どうしよう。自分の浅はかさを恨みながら、必死で頭を回す。
「あの、怪しいものではなくて、人畜無害な一般人で、その、勤め先が立ち行かなくなって搭京まで来たのは本当でして」ここで胸が痛んだが怯んではならない。「嘘というのは婚約者うんぬんのくだりで……」
「ふふ」
俯いていた私の耳に、くすぐるような声。
「かわいらしいお人」
「……え?」
「冗談はさておき。さ、こちらへいらして。朝の散歩の後は紅茶を淹れてますの、あなたにもご馳走します」
呆気に取られる私を置いて、つばめは外階段をたんたんと上っていく。慌てて追いかけると、彼女は二階の一室の前で扉を開けて手招きをした。
「そちらに座って待ってて」
促されるまま中へ入り、レースがついたかわいらしい座布団の上へ腰を落ち着ける。
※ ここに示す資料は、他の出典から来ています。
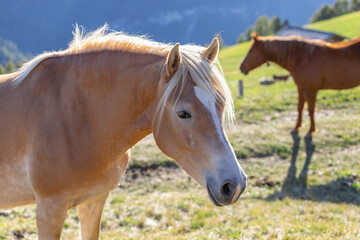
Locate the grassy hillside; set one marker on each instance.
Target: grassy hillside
(260, 100)
(156, 202)
(347, 25)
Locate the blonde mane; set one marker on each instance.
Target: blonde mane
(205, 75)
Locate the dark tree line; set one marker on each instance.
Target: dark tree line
(264, 26)
(340, 7)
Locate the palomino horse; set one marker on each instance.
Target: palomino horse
(314, 65)
(69, 118)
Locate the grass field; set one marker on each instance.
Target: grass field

八畳ほどのワンルームだ。畳の上にはちゃぶ台と、ぎっしりと本が詰め込まれた本棚、こぢんまりとした白いドレッサー。つばめが立っている玄関横の台所はオレンジ色のタイル張りで、ガスコンロのようなものあり、明治や大正というよりは昭和を思わせる面持ちだ。
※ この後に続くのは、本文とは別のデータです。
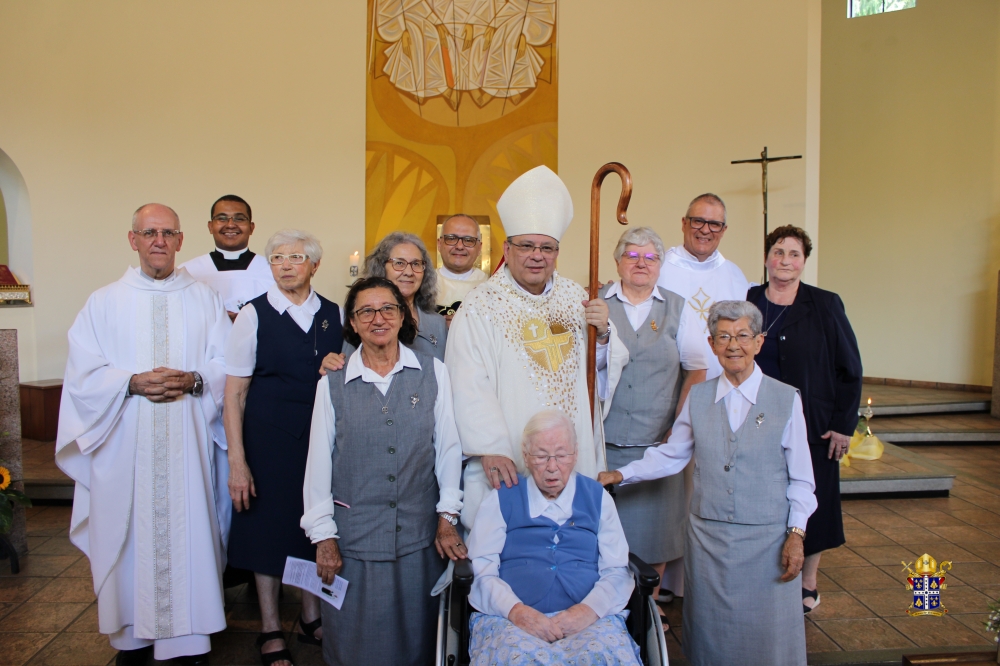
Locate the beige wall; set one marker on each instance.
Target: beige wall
(111, 104)
(909, 182)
しばらくそわそわしていると、お盆を持ったつばめが斜め前に膝をついた。苺柄のティーカップがソーサー付きで差し出される。
色々と聞きたいことはあるが、少女に柔和な笑顔でお茶を出されて口をつけないわけにもいかない。少し吹き冷ましてから一口。
「……おいしい」
紅茶って、こんなにほっとするものだっただろうか。差し入れでペットボトル入りの甘い紅茶をもらうことは時折あったが、こうしてカップに入ったストレートティーを飲むのはいつぶりだろう。なんだか目の覚める思いだった。
「ね、春芽さん」
ほぐれた心に、つばめのやわらかな声が沁みる。
「あなた、図書渡りでしょう」
――えっ。
心臓がすとんと矢で射抜かれ、冷たい地面に転がされた。